Don't make me bust out the Terminator 2 paradox.
Ha. I give the time travel aspect of Terminator about the same amount of respect as the phone booth in Bill and Ted's Excellent Adventure. Except in Terminator they're always naked.
Penny sure let it ring enough times, and for a woman who has a bajillion dollars and an auto-dialer device that runs constantly for 3 years, you'd think she'd have a voice mail system.
I think the problem is that the Island isn't necessarily on the timeline they think they're on? Maybe?
But Sayid didn't seem surprised that it was Christmas Eve, meaning it matched up with his estimate of approximately what day it should be.
WAIT A BLOOMIN' SECOND.
I think I might know why Daniel was randomly crying in the premiere! What if he became unstuck in time before and thus knew the plane would crash? And, seeing the footage, he knows what's in store for him?
Or did they have to have been through a particular event - the radiation or the other thing that I can't recall in order to time travel?
Daniel specifically mentioned a high dose of radiation as being a possible cause of Desmond's unstuckness.
WAIT A BLOOMIN' SECOND.
Good theory!
Daniel specifically mentioned a high dose of radiation as being a possible cause of Desmond's unstuckness.
Or electromagnetism, which I think is what would apply to Desmond, given what happened when the hatch blew.
So has the unstuckness always been a problem with the island, or is it something that started happening when the hatch blew?

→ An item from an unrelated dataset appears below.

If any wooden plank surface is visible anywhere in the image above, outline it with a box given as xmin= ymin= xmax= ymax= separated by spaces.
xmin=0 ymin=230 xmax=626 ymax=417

Want a funny? Lot's of people online are saying last night's Lost episode is one of the best yet, or certainly in a long time.
So I went to find the ratings, as my "we are not them" alerts went off.
12.85m viewers. One of the lowest rated episodes of Lost yet.
TWELVE MILLION VIEWERS. BOO-FUCKING-HOO.
(But, still, heh. Ratings are so meaningless. They only measure how many people wanted to see a particular episode, not how good it was. [Case in point: "One Angry Veronica," generally agreed to be the worst episode of VM, is the second-highest-rated episode. (Thankfully, "Spit and Eggs," one of the best, is the highest-rated episode.)])
I think shitty TV gets higher ratings because people watch it. I mean, Nightrider's remake got 14 million viewers or some such - and the 5 minute averages show it rose as it went along. ROSE. It's FUCKING AWFUL!
Ratings are meaningful in that as soon as the network sees they want to do a wacky time travel ep again, I suspect they'll be saying 'Yeah, don't do that. Blow something up instead! Work in a threesome, get a computerised car into the island!'.
Except for the fact that none of the promos even hinted that they were doing a wacky time-travel ep! Which, well, I was glad of, because that made it more surprising. I like previews to get me excited, but I don't actually need them to make me watch the next episode of a show I'm watching regularly.
Oh, I know P-C - but it suggests the regular audience tuned in, and then tuned out. It lost, like, 3 million viewers in one week. Something made them switch off.